Serge Nubret Pump Training

I love reading different training styles, from amateurs to the pro’s, and how each one varies slightly.

I’ve been doing a push/pull/legs split (6 days on, 1 off) for a while now. But today (mid workout week) decided to transistion to Serge Nubret Pump training style. I did not do the quads today, as I did legs yesterday. But I did do the chest workout, and I must say, I loved it.

I wasnt sure how to low to drop the weight for this style, so I went pretty low, and it worked out perfectly. For Flat BB Bench, I kept the reps around 15 to get my pump start, with 45sec rest. Throughout the workout, I loved using the lower weight, because Im a decent sized guy, and it felt pretty damn good seeing my whole upper body get pumped up, with a lower weight.

At the end of the workout, I did admire how pumped my body was. Not just my chest, but arms and everything. I also didnt feel super fatigued as I normally do. Definently looking forward to 2morrows workout.

I’m loving this style of training so far. It’s very tough, but I can already see results coming in.

I just completed my first week on this routine, substituting exercises so they fit my home equipment, and I have really enjoyed the workouts. The pump and DOMS are both incredible and with the high volume and density it really feels like I am working hard.

Although it is obviously far too early to comment on progress I really feel that I will make good gains on this programme.

I am logging my training on here, if anyone wants a look or has any advice for me that would be greatly appreciated. Just skip to page 2 - page 1 was a made-up transition phase I followed for 5 weeks to get used to my home equipment. You will notice I’m doing minimal leg work - I know it’s not ideal but my legs respond well to the basics and I find I get a lot of chafing problems when they go above 26in, which they are close to now.

Is anyone else logging their training? It would be useful to see how others are doing.

All the best.

[quote]Bradley Joe Kelly wrote:
If Behind the neck pull downs hurt, just move to the front. You might want to start including rotator cuff work and shoulder mobility work , but it is not a huge loss not being able to do it behind the neck.

P.S I found a arm photo of me that is pretty good to do a " transformation " picture with. 7 months…

I don’t think it is as a dramatic change as some of my photo comparisons, but my arms always took work.[/quote]

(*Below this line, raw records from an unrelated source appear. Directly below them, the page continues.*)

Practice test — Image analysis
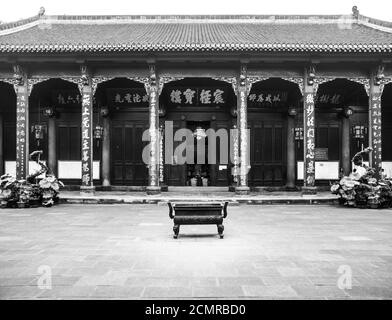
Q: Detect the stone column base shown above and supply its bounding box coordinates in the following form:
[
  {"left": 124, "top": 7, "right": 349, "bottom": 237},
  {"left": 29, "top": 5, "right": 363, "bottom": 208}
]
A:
[
  {"left": 284, "top": 184, "right": 297, "bottom": 191},
  {"left": 80, "top": 186, "right": 95, "bottom": 196},
  {"left": 235, "top": 186, "right": 250, "bottom": 195},
  {"left": 146, "top": 186, "right": 161, "bottom": 195},
  {"left": 160, "top": 184, "right": 169, "bottom": 192},
  {"left": 301, "top": 187, "right": 317, "bottom": 194}
]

Awesome transformation still!
I think I was misunterpreting the instructions here:
http://www.T-Nation.com/strength-training-topics/behind-neck-pulldown
Anyway, I stopped trying to retract so hard, while still keeping the shoulders somewhat back, and they felt really nice this time, no problem afterwards either.
I have also added 4 sets of the deadlift substitute on the lat pulldown!

knokkelezoute73 thanks for that precision about behind the neck pulldown. I learned 1 more thing.
Anyone feels the lower back recovery is an issue ?
I do not do the Bent Over Row to let my lower back rest. Instead i do seated pullback to work my rhomdoids.
The rests are getting shorter and shorter. It seems i am really over the transition/learning phase and positive results are accelerating.
Have a nice weekend !

So far i have completed 4 of these workouts, and I love it!

The hamstring DOMS was incredible yesterday, so i had to take a rest day, but the rest of it has been fine.

the thing i’ve really noticed is how amazing i feel for the rest of the day. This is a feeling i have never gotten with a high frequency or high intensity program. Its similar to the feeling of endorphins i get when i do cardio but it lasts throughout the whole day. It starts usually about an hour and a half after i train.

Anyways, i’m loving it so far! although it does take me about 2 hours to get through the whole routine in the gym.

Oh another positive with all the sets, and working on the “mind muscle connection” is it has really allowed me to get some solid pec involvement in my dumbbell pullovers and dumbbell flyes - something I’ve never been able to achieve before.

Wow, just finished Shoulders and Arms today…

I never felt, or a saw a pump that HUGE in my shoulders. Holy hell, I felt like god! And I LOVE the light weight. Every rep to perfection, nice and slow without locking out, to continue the pressure on my muscles.

But the Arms supersets, I wasnt a fan of. First off, why would you use do Bicep Cable Curls and Tri Pushdowns, before BB Curls and Tri Dips? I think it would have been better the other way. If you’re like me, and cant hit the gym twice a day, I recommend after your 10-15min rest, do isolation exercises for Bi’s and Tri’s. Doing BB Curls and Tri Dips after shoulders, even with rest, wasnt optimal as they require support and stability from your shoulders, which should be pretty fatigued already. Next time, I’ll do Preacher Curls with French Press, and see how that goes.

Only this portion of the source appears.